Can A Circle Of Salt Paralyze A Self-Driving Car?

Artist James Bridle demonstrated how a ritual-like trap could defeat an autonomous vehicle army.


Rachael Funnell


Rachael Funnell

Digital Content Producer

Rachael is a writer and digital content producer at IFLScience with a Zoology degree from the University of Southampton, UK, and a nose for novelty animal stories.

Digital Content Producer

salt circle self-driving car
Apparently circles and traffic cones are an autonomous vehicle's arch nemeses. Image credit: Taras Vyshnya / / IFLScience

Self-driving cars are within humans’ grasp – but as fans of science fiction, our brains can’t help but wonder whether the apocalypse will arrive in the form of a fleet of VW Beetles pursuing human prey across the desolate landscape that was once London free from an autonomous vehicle overlord. It is, of course, not going to happen, but the good news is that if it did, it seems a simple household seasoning could be our savior.

In 2017, artist James Bridle demonstrated how salt and an understanding of road markings could paralyze an autonomous vehicle by delivering conflicting messages. Two rings of salt around the vehicle, one in broken strips while the other is a block line, simultaneously tell it to go right ahead and not to cross. The result? Autonomous Trap 001.


The fun technological quirk is one that future models may be able to overcome, but it raises valid questions about the possibility of people manipulating the environment in a way that could disrupt a self-driving car’s capacity to drive itself. As it happens, conducting the experiment came with its own unique challenges, too.
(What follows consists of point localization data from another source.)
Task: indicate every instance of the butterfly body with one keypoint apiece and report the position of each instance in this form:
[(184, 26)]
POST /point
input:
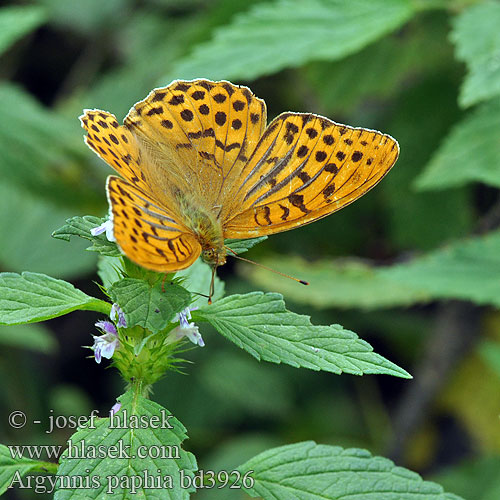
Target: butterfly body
[(198, 165)]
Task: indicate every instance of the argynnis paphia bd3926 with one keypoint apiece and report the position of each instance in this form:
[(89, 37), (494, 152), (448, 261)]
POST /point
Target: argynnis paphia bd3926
[(198, 165)]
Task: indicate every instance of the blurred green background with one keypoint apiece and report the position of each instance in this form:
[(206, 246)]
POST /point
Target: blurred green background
[(413, 267)]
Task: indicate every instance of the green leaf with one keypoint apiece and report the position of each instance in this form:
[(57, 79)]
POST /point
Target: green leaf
[(33, 337), (16, 22), (477, 39), (81, 226), (197, 279), (25, 228), (13, 469), (469, 153), (261, 390), (148, 305), (475, 478), (162, 433), (110, 270), (241, 246), (42, 151), (86, 17), (466, 270), (260, 324), (288, 33), (420, 50), (309, 471), (31, 297)]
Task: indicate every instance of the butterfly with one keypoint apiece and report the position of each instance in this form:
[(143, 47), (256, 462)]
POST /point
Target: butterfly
[(198, 165)]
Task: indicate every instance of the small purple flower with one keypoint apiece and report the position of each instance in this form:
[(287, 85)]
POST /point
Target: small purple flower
[(187, 329), (184, 316), (115, 409), (105, 345), (105, 226), (118, 316)]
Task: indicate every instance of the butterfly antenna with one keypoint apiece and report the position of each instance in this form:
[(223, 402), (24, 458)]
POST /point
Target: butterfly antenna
[(302, 282)]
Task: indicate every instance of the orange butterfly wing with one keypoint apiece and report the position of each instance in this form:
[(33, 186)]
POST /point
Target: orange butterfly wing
[(306, 167)]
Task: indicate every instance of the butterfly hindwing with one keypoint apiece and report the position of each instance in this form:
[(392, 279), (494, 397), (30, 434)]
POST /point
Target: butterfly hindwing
[(146, 232), (304, 168)]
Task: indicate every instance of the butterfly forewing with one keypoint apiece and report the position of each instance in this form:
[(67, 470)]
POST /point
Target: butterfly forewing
[(146, 232), (304, 168), (199, 135)]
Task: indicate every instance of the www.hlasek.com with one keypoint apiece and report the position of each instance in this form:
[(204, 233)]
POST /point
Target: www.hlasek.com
[(81, 450)]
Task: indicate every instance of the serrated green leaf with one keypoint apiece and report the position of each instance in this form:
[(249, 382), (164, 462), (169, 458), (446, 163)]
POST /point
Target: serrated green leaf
[(275, 35), (81, 226), (466, 270), (162, 434), (13, 469), (260, 324), (148, 305), (357, 284), (85, 17), (33, 337), (16, 22), (197, 278), (310, 471), (241, 246), (481, 53), (470, 153), (31, 297)]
“I ran out of salt, and had to drive back to the nearest village to buy a few more kilos,” Bridle told Vice. “Luckily, salt, unlike bandwidth and computational power, is a pretty cheap resource. Also, I should have pulled my trousers up for the video.”

The trap apparently caught the attention of newly-appointed Twitter CEO, Elon Musk, who also dabbles in autonomous vehicles. Responding to a now-suspended account Tweeting about the salt circle, Musk replied, "Probably will trap a Tesla with the production Autopilot build, but won’t work with [Full Self-Driving Capabilities]. Using a ring of cones would stop FSD though."

Sabotaging salt circles aside, there have been some other downsides to self-driving cars raised in recent years. Research has found that systems used in self-driving cars aren’t always very good at spotting darker skin tones, meaning a person’s chances of getting run over by one could be higher if they’re Black.


For people feeling anxious about a self-driving car’s capacity to spot them, in Japan, giant googly eyes were trialed as an indicator of the autonomous vehicle visual field.

“If the car is not looking at the pedestrian, this implies that the car does not recognize the pedestrian,” wrote the study authors. “Thus, pedestrians can judge that they should not cross the street, thereby avoiding potential traffic accidents.”

Looking like Brum 2.0, the design aims to provide anthropomorphic comfort to pedestrians, but we can’t help but feel that at night the eyes might take a rather more predatory turn.

Then again, if in doubt, simply get your salt and traffic cones out.